The deal clearly has not been rushed into by any of the parties and all are fully aware of the consequences the new alliance will bring, not just to the Palestinians, but also to the Egyptians whose borders adjoin both Israel and the Gaza Strip. Indeed, as part of the deal, Egypt has already opened its border with the Gaza Strip to allow free access between the two for trade and travel, a move likely to anger the Israelis who have strived for years to economically and socially strangle the Gaza Strip in their efforts to destroy Hamas.
Egypt’s new relationship with the Palestinians may also be seen as a foretaste of the relationship a post-Mubarak Egypt will likely have with Israel. The new Egyptian mood is sympathetic to the Palestinians plight both in the West Bank and in the Gaza Strip. Now that the border between Egypt and the Gaza Strip has been opened allowing trade, it will not be long before the people of the Gaza will actually be better off than the people in the West Bank which for now remains under continued occupation by the Israelis.
Israel’s knee jerk reaction to the reconciliation deal and the opening of the border could well be to formally annex the areas of the West Bank that contain Israeli settlements together with the Jordan Valley with the threat of eventually annexing all of the West Bank, and possibly to invade and occupy the Gaza Strip claiming that they have done so in order to stop weapons being delivered to Hamas. Both of these possible Israeli actions would effectively be a declaration of war against the Palestinians especially if the Israelis were to fully occupy all of the West Bank in order to stop Hamas activity particularly after Fatah have released the Hamas prisoners they are holding.
The problem for Netanyahu is to assess how quickly he needs to act before the West and the rest of the world becomes convinced that the reconciliation has some merit and accepts the new alliance. This would be a disaster for the Zionists of Israel. While the US may suspend aid to the Palestinian Authority as a result of the alliance – a consequence the new alliance would have taken into consideration – there could well be sources of aid from elsewhere that maybe forthcoming.

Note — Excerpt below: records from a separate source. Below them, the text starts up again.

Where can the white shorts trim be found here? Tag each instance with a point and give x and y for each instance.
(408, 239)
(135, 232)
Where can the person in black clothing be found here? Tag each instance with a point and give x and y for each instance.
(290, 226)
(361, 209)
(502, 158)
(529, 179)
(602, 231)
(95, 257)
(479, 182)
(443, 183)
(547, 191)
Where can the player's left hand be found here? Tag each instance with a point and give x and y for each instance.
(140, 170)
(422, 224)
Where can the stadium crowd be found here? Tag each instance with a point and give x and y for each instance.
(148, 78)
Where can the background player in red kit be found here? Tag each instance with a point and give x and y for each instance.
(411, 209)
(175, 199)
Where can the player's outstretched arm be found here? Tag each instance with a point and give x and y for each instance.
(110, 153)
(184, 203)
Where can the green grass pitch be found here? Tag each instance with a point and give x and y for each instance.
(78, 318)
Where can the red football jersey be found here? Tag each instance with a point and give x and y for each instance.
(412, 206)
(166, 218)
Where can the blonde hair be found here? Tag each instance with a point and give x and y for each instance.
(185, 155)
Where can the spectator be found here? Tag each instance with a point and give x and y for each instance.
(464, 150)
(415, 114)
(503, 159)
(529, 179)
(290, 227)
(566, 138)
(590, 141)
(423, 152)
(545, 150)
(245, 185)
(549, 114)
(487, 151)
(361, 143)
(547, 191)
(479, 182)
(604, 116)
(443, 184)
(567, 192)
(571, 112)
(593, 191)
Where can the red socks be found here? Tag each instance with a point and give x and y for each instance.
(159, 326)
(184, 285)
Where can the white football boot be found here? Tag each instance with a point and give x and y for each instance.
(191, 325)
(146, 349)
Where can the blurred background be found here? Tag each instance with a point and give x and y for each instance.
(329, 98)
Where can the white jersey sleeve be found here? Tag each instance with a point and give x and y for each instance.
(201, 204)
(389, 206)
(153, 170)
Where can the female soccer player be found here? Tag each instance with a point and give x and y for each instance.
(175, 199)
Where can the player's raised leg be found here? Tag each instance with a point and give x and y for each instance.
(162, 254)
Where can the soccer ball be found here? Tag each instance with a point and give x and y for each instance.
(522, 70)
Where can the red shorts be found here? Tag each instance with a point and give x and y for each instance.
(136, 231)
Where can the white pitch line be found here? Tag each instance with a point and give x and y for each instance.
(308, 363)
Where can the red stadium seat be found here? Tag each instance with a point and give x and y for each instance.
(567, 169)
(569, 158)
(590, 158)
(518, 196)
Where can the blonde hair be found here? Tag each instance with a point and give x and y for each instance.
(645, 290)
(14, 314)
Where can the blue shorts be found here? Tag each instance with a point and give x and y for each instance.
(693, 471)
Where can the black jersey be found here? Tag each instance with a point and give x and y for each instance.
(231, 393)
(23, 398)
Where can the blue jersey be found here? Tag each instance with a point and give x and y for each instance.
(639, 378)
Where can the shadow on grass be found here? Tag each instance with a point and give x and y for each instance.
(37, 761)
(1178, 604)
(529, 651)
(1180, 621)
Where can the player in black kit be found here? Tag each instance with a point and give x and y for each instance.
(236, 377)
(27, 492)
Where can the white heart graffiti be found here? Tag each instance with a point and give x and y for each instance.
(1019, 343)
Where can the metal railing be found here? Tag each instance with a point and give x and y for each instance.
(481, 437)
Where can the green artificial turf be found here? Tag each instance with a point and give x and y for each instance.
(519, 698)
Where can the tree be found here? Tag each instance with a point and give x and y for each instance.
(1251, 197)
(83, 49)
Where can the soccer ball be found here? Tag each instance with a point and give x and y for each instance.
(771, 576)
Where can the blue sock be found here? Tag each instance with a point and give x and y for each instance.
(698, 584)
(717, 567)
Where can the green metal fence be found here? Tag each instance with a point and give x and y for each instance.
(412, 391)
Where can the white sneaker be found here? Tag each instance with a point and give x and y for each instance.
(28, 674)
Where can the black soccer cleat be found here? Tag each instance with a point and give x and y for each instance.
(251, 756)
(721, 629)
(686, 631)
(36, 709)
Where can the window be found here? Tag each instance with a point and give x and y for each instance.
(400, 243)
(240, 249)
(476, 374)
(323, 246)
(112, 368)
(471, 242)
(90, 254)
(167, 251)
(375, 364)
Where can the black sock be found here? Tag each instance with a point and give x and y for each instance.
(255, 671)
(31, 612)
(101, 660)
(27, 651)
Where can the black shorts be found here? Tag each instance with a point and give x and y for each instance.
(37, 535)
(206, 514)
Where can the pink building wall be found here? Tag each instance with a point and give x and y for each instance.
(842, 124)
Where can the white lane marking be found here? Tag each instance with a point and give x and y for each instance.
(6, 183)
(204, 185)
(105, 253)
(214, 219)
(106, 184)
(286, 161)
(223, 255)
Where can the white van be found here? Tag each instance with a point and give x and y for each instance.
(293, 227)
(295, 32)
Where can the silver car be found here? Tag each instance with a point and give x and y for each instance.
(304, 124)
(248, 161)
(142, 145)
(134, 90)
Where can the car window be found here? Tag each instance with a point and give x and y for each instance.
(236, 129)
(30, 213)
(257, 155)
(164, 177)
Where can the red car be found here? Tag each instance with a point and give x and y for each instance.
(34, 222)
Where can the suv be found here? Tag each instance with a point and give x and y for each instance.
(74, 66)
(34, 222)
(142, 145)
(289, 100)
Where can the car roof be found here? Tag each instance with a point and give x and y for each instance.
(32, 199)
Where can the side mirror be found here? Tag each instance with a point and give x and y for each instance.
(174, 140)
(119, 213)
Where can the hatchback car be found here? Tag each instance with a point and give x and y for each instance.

There is no single nation that could afford the kind of aid the US currently provides the Palestinians, which averages about $400 million per year over the last five years, but a group of nations together providing aid either in cash or kind could easily thwart the effect the US cessation of aid will have.
Another big worry for the Zionists of Israel is the possibility that the alliance, once having being accepted by most of the world, could unilaterally declare statehood claiming sovereignty over all of the West Bank, including the settlements and all other occupied areas of the West Bank, back to the pre-1967 line.
The bottom line now is that Israel is in a very tricky spot and has been backed into a corner. So far, all is quiet on the Israel-Palestine front, but it will be interesting to see how long the quiet lasts before the entire region explodes. And, if Israel’s Zionists want to hang on to their dream of a Greater Israel that includes, at least, the West Bank, then the explosion will be very soon.
As I said, the full significance of the reconciliation deal between Hamas and Fatah is not yet realised.